PTH-IA treatment for Jansen's Metaphyseal Chondrodysplasia

* INCLUSION CRITERIA:

In order to be eligible to participate in this study, an individual must meet all of the following criteria:

1. Willingness of participant and/or guardian to sign a written informed consent form, which must be obtained prior to initiation of study procedures.
2. Period 1: Adults \>=18 years of age

   Period 2: Adults and children 3-17 years of age
3. Minimum body weight of 35 kg for participation in Period 1 and 18 kg for participation in Period 2.
4. Have an activating germline mutation of PTHIR (H223R, I458K, I458R, T410P, or T410R)
5. Female participants of reproductive potential must agree to use one form of highly effective contraception. Highly effective contraception includes:

   Total abstinence (when this is in line with the preferred and usual lifestyle of the participant). Periodic abstinence (e.g. calendar, ovulation, symptothermal, post- ovulation methods) and withdrawal are not acceptable methods of contraception.

   Female sterilization (have had surgical bilateral oophorectomy with or without hysterectomy) or tubal ligation at least six weeks before taking study treatment.

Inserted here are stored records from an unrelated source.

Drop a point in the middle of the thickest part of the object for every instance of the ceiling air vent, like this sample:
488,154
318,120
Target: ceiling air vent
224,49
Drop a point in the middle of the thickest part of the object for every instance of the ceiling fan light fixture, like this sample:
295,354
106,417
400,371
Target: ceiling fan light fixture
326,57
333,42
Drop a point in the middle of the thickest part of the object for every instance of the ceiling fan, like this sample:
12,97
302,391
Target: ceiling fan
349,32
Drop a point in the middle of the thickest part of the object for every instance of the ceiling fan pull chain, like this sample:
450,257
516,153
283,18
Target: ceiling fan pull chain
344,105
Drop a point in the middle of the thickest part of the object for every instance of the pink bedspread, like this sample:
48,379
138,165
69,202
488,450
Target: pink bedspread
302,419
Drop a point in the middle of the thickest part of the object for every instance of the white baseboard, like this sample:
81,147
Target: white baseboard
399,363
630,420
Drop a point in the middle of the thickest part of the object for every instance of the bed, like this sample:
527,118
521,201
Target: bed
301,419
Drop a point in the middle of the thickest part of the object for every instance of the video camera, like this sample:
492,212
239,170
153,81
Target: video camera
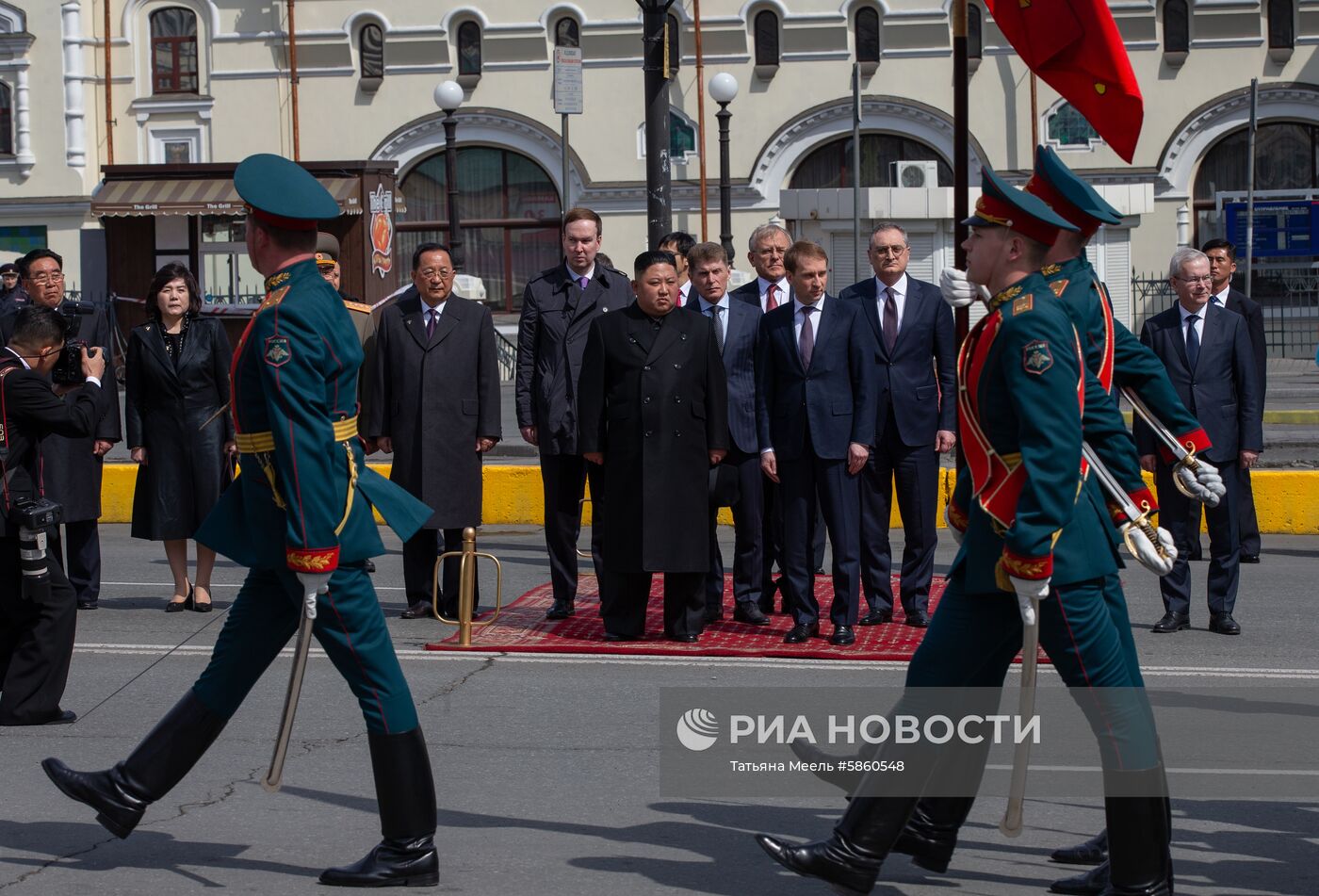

   Male sterilization (at least 6 months prior to screening). For female participants in the study, the vasectomized male partner should be the sole partner for that participant for the study duration.

   Use of oral, injected, or implanted hormonal methods of contraception or other forms of hormonal contraception that have comparable efficacy (failure rate \<1%), for example hormonal vaginal ring or transdermal hormone contraception

   Placement of an intrauterine device (IUD) or intrauterine system (IUS)

   Barrier methods of contraception used correctly by the male partner: condom or occlusive cap (diaphragm or cervical/ vault caps) with spermicidal foam/gel/film/cream/vaginal suppository.
6. For males of reproductive potential: use of condoms or other methods described above to ensure effective contraception with partner.
7. Stated willingness to comply with all study procedures and availability for the duration of the study, including the ability and willingness to travel to the NIH Clinical Center.

EXCLUSION CRITERIA:

An individual who meets any of the following criteria will be excluded from participation in this study:

1. Pregnancy or lactation
2. 25-hydroxyvitamin D \<=20 ng/mL. Patients will be eligible for rescreening after a repletion period lasting up to 6 months.
3. Clinically significant renal disease with estimated glomerular filtration rate (eGFR) \<=45 mL/ min/1.73 m2.
4. Alanine aminotransferase (ALT) or aspartate aminotransferase (AST) \>2 times the upper limit of normal. If transaminitis is present, patients will be eligible for rescreening for a period of up to 6 months.
5. Hgb \<12 gm/dL for women and girls \>=16 years, \<=13 gm/dL for men and boys \>=16 years, and \<=11.5 gm/dL in children \<=15 years. If reduced hemoglobin levels are related to iron, B12, or folate deficiency, patients will be eligible for rescreening after a repletion period lasting up to 6 months.
6. Hypersensitivity or intolerance to any active substance or excipient of PTH-IA
7. History of surgical removal of all parathyroid glands.
8. Treatment with bisphosphonate use within 6 months of screening
9. Treatment with denosumab within 3 months of screening
10. Treatment with thiazides within 4 weeks of screening
11. Any other significant medical conditions that, in the opinion of the study team, may present a concern for participant safety or difficulty with data interpretation.